What does this statement mean:
"Unlike Eulerian circuits, there is no known necessary and sufficient condition for a graph to be Hamiltonian."
I'm confused about the "no known necessary and sufficient condition " phrase. Thanks
What does this statement mean:
"Unlike Eulerian circuits, there is no known necessary and sufficient condition for a graph to be Hamiltonian."
I'm confused about the "no known necessary and sufficient condition " phrase. Thanks
As stated, this is simply false: the definition of Hamiltonian is a necessary and sufficient condition. What is true is that there is no known necessary and sufficient condition that is easy to decide: more technically, there is no known decision procedure that runs in polynomial time.
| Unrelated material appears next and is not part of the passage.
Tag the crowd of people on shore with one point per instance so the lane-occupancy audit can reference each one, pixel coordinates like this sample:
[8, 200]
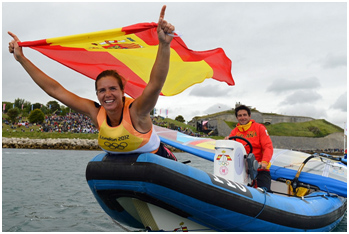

If you're asking what "necessary and sufficient condition" means: a necessary and sufficient condition for $S$ is a statement $C$ that logically equivalent to $S$, i.e. is true whenever $S$ is true, and false whenever $S$ is false. A necessary condition is one that is true whenever $S$ is true. A sufficient condition is one that is false whenever $S$ is false.
A "necessary and sufficient condition" for something means an "if and only if" condition.
More generally, if someone says that $A$ is a sufficient condition for $B$, it means that $A$ implies $B$. (Because in that case, knowing that $A$ true is sufficient to guarantee that $B$ is also true.)
Saying that $A$ is a necessary condition for $B$ means that $B$ implies $A$. (Because then it's necessary for $A$ to be true if you want to have any hope of $B$ being true.)
So saying that $A$ is a necessary and sufficient condition for $B$ just means $A \iff B$.
Robert is correct, I would like to add that regardless of this being a 'hard problem' I believe this means that we don't have a 'good' characterizations other than the definition.